Do you know if this is true even taking into consideration that most people who pay for a Dexcom out of pocket stretch supplies? For example, if I were to use the Dexcom exactly as it is approved, I would be spending about $6,700 a year. But I stretch the transmitter, receiver, and sensors until they each die, which has decreased my cost to about $2,300 a year.
The Libre was just approved in Canada. My understanding is that, even though it's cheaper than using a Dexcom without stretching supplies, it would still be significantly more expensive for me to switch over. So I would be paying more than I am with fewer features (namely no alarms, which I find invaluable). I'll be very curious to see what insurance companies and governments do with the Libre, since it's not a CGM and can apparently replace fingersticks entirely. If I could get the Libre fully or almost fully covered, that would be worth switching.

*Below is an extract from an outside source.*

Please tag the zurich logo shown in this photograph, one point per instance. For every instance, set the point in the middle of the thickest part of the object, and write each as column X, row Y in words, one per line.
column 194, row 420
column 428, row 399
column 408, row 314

As to the topic of the original post, my target range is 4.0 - 8.0 and for the past 30 days I've had 60% of readings in range, 33% high, and 7% low. I would find it very challenging to achieve this level of control without the alarms the Dexcom provides (I have my alerts set to 4.5 - 7.5 to give me 0.5 mmol/L warning to take action before I exit my target range), eating low-carb, using a pump, and using Fiasp insulin. If you are feeling comfortable with your level of control, it's never a bad thing to try to aim for tighter control. Just go slowly and don't burn yourself out trying.